Ele descreveu os recentes protestos como semelhantes aos cenários de “revolução colorida”, embora tenha reconhecido que as sanções de longo prazo contribuíram para os desafios econômicos e sociais no país.
“Compreendemos plenamente que problemas econômicos e sociais podem surgir devido ao impacto de sanções injustas de longo prazo”, disse Putin, acrescentando, no entanto, que os protestos violentos não têm conexão com protestos pacíficos e civis, de acordo com o gabinete do presidente iraniano.
O presidente russo condenou os ataques a instalações estatais, públicas e religiosas, bem como as agressões violentas contra as forças de segurança e de aplicação da lei, observando que tais atos foram realizados com apoio estrangeiro.
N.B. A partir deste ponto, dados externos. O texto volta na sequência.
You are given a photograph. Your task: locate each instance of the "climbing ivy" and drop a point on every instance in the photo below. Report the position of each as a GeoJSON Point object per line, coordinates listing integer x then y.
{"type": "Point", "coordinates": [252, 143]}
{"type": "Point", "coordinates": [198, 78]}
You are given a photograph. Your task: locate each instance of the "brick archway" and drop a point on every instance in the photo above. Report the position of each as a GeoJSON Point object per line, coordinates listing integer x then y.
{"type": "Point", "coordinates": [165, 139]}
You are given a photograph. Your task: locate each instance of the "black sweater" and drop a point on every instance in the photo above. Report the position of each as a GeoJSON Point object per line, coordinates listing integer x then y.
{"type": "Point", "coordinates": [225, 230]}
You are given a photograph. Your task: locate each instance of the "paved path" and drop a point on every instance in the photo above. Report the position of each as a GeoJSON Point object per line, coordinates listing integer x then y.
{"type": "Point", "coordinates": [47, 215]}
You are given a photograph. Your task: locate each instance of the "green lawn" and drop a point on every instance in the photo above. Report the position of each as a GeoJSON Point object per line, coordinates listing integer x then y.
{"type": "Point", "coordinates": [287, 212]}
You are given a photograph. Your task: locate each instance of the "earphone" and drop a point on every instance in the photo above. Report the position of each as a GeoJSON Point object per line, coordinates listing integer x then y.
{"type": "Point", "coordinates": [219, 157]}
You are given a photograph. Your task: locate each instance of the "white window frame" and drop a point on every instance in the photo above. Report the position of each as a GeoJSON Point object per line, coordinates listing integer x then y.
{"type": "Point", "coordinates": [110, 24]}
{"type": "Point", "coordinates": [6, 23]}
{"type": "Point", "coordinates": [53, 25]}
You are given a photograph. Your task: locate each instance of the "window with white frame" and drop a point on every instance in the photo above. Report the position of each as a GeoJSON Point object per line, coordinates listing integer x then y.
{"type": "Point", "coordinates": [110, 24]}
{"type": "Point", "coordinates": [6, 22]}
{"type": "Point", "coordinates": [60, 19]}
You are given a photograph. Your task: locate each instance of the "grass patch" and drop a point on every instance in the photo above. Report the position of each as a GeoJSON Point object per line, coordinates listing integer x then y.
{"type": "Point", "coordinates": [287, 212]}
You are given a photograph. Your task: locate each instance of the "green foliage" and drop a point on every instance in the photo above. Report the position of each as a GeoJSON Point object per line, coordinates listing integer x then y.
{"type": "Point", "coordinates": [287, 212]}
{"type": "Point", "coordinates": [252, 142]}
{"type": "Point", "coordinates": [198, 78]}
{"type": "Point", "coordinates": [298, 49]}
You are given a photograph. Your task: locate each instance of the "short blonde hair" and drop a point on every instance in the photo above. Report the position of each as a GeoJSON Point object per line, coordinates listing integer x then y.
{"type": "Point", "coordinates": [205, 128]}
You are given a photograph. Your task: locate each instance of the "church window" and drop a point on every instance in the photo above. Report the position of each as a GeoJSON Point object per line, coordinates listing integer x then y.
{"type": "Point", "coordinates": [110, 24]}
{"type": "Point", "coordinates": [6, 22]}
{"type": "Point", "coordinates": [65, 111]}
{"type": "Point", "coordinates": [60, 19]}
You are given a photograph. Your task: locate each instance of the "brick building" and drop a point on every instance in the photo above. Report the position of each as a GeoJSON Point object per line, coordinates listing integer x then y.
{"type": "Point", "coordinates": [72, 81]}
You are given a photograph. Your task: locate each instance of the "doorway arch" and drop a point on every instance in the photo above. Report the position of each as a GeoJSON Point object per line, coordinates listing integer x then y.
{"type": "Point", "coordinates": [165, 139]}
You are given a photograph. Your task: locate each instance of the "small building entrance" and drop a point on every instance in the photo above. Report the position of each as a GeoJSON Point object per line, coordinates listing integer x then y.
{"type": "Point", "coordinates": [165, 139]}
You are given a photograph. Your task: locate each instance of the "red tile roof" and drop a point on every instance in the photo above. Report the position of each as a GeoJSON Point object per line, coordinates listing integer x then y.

Ele afirmou que a participação de milhões de iranianos em manifestações de apoio ao seu sistema, liderança e governo “reflete claramente as condições reais no Irã”.
Putin expressou esperança de que as medidas econômicas do governo iraniano levem a uma melhoria das condições e disse que os esforços diplomáticos da Rússia continuam para esclarecer as posições do Irã e evitar uma escalada de tensões em arenas internacionais.
Ele também reafirmou que a Rússia sempre saudou a expansão das relações com Teerã, acrescentando que os projetos conjuntos estão avançando de forma satisfatória e que as próximas reuniões da comissão econômica mista dos dois países explorarão novas cooperações.
No mesmo dia, o o governo russo informou que Putin também conversou separadamente com o primeiro-ministro israelense, Benjamin Netaniahu, como parte dos esforços da Rússia para ajudar a prevenir uma escalada maior na região.
O porta-voz do governo, Dmitry Peskov, disse que a situação permanecia “altamente tensa” e que Moscou continuava seus contatos para incentivar a desescalada.
As manifestações no Irã, que inicialmente decorrera da volatilidade cambial e da inflação crescente ligada às sanções ilegais dos Estados Unidos e da Europa, intensificou-se em 8 de janeiro, quando ataques coordenados visaram locais públicos, estatais e religiosos.
Grupos armados atacaram lojas, bancos, estações de ônibus e mesquitas, matando vários membros das forças de segurança e civis. As autoridades afirmam que as provas mostram que grupos terroristas apoiados pelo estrangeiro distribuíram armas, visaram deliberadamente civis e forças de segurança, e agiram com o envolvimento direto dos Estados Unidos e de Israel.
Enquanto isso, o presidente dos Estados Unidos, Donald Trump, tem, nos últimos dias, ameaçado repetidamente atacar o Irã se, como ele disse, o país matar o que ele chamou de “manifestantes pacíficos”.